Getting the Best Loan when Downsizing Your Home
Focus on getting the best loan when downsizing your home because it’s the perfect time to take advantage of liquid assets and use it as leverage. You may not see the savings up front, but you can be sure that you’ll be able to save over time, both in your expenses with the smaller house and with the payments you need to make for your loan. Shop around to find the best deals, and don’t be afraid to ask questions because you have the upper hand in this situation.
Do Your Research
You’ll have the best variety of loan programs available to you because you are downsizing your home. Lenders will want to lend money to you because they will know that you’ll have a lot of money available from the downsizing. As such, make sure you don’t settle for the first available loan. Compare all of your options. Ask about the lenders' rates and have them explain all of their fees. Remember that you’re in the position to negotiate for the best deal because you’re a prime borrower.
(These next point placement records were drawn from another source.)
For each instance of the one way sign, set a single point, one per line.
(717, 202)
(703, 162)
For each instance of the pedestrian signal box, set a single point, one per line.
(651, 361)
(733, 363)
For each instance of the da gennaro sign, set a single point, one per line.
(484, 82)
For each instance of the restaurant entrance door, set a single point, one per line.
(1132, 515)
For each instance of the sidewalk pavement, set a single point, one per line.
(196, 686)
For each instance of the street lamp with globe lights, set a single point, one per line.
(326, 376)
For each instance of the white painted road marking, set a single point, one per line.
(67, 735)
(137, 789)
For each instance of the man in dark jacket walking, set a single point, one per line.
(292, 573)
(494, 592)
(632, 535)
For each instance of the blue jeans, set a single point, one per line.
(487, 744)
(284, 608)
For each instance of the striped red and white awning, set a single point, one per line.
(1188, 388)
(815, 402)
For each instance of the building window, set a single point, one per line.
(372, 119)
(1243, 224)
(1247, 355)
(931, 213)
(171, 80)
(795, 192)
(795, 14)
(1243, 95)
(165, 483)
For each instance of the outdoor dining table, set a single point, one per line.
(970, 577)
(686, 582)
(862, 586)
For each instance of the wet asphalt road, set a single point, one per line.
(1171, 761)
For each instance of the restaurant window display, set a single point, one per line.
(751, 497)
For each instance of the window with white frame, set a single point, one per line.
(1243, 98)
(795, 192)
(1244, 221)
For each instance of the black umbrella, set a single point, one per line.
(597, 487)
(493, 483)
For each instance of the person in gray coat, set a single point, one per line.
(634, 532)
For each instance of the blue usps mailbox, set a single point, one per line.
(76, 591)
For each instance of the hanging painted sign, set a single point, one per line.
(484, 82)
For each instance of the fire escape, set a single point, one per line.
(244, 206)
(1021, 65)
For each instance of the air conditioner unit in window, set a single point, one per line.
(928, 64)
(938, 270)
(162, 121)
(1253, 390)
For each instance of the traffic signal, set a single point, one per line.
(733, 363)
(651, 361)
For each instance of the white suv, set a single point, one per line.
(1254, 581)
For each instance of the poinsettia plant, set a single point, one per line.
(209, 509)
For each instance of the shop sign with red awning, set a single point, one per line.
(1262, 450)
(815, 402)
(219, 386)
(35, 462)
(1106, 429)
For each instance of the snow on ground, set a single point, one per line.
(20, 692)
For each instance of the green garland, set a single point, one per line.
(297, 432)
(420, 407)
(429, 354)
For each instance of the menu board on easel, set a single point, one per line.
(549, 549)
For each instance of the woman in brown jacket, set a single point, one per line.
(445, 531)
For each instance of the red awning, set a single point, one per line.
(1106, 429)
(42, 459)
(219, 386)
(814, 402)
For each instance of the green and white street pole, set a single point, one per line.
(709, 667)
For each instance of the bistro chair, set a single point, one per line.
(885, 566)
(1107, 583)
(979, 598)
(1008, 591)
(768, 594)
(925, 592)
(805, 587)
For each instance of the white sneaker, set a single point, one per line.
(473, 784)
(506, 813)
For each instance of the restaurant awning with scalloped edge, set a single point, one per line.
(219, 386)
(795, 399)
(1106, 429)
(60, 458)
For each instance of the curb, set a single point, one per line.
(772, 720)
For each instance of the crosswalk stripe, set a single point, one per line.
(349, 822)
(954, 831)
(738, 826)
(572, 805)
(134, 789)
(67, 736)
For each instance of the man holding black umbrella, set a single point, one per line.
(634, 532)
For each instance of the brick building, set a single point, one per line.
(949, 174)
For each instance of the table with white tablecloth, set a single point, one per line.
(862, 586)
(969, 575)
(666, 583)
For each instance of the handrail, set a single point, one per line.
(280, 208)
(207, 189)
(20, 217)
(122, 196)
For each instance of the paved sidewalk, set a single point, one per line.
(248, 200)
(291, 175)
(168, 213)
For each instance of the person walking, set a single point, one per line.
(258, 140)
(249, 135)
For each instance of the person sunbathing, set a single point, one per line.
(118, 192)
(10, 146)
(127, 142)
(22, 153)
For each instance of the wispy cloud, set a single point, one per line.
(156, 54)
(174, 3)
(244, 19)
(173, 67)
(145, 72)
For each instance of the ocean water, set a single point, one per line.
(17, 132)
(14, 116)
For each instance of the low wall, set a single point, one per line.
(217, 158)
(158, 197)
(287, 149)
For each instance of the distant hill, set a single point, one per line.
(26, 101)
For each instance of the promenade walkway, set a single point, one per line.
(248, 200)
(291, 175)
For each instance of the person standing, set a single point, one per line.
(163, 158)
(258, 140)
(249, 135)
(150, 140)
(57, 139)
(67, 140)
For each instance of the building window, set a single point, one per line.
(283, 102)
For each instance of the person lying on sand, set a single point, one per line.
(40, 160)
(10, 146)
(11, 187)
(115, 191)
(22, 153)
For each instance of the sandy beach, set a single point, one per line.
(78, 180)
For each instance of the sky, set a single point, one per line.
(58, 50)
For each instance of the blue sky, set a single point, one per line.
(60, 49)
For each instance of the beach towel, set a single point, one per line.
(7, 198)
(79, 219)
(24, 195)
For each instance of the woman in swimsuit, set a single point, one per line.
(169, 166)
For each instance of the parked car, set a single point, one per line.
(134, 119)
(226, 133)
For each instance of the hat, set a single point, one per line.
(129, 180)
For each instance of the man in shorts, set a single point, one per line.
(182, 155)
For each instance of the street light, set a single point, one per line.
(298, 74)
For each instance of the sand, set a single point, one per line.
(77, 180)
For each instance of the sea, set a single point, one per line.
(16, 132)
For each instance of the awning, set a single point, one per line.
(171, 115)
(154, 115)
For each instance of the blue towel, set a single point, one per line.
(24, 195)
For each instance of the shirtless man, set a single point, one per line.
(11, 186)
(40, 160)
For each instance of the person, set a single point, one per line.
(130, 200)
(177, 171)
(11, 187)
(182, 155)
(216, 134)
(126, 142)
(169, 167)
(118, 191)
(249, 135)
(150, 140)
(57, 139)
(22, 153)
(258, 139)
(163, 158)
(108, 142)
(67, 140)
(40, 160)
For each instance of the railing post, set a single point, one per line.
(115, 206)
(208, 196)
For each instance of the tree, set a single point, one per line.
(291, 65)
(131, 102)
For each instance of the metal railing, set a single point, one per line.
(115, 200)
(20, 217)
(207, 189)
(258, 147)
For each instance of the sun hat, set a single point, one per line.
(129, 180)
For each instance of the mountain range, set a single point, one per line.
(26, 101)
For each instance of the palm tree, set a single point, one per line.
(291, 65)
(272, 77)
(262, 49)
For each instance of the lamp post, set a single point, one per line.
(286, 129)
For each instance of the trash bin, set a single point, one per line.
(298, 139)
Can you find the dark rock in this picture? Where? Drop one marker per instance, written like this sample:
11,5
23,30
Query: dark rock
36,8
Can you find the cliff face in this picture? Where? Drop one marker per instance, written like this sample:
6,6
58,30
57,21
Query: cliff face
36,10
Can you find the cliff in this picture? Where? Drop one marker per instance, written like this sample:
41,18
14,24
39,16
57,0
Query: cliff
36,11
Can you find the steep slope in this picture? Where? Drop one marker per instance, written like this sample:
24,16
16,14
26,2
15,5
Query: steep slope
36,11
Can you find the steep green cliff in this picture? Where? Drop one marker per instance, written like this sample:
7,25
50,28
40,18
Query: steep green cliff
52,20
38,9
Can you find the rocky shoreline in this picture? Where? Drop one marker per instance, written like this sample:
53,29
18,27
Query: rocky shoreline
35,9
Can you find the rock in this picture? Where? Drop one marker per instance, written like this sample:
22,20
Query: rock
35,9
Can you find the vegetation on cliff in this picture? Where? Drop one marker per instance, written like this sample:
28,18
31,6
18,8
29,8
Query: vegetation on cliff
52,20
Make a Bigger Down Payment
The sale of your larger home will provide you with the ability to invest at least 20% of the cost of the home for the down payment of the smaller space. This big initial investment will feel like a loss in the short run but will be influential to your long-term savings by proving to lenders that you’re a low risk client. Not only will you save on interest, but you’ll also have a wider variety of loans to choose from. When deciding on the amount of down payment you’ll make, make sure that you have enough money set aside for closing costs.
Buy Down Your Loan
You can choose between two different types of buydowns: a permanent buydown or a temporary buydown. Both options will result in lower payments, which will ease your financial difficulty over time. In a permanent buydown, you pay to obtain a reduced interest rate for the entire loan period until it’s paid. This happens when you close the deal on the smaller home. In a temporary buydown, you can lower the interest rate for the beginning of the loan, which gives you the benefit of smaller initial monthly payments. The interest rate will then slowly increase to its normal rate.
Shorten the Payback Period
When you make a big down payment, there is less for you to pay off, and you can afford to cut down the amortization period to less than 30 years. The monthly payments will be higher than typical for your mortgage amount, but you can choose to just continue paying the same amount you paid for the larger house. This is optimal if you’ve had no change in income because it won’t disrupt your typical monthly cash flow. Furthermore, by shortening the payback period, you’re often granted lower interest rates with less compounding over time. Before you know it, you’ll have paid off all of your debts.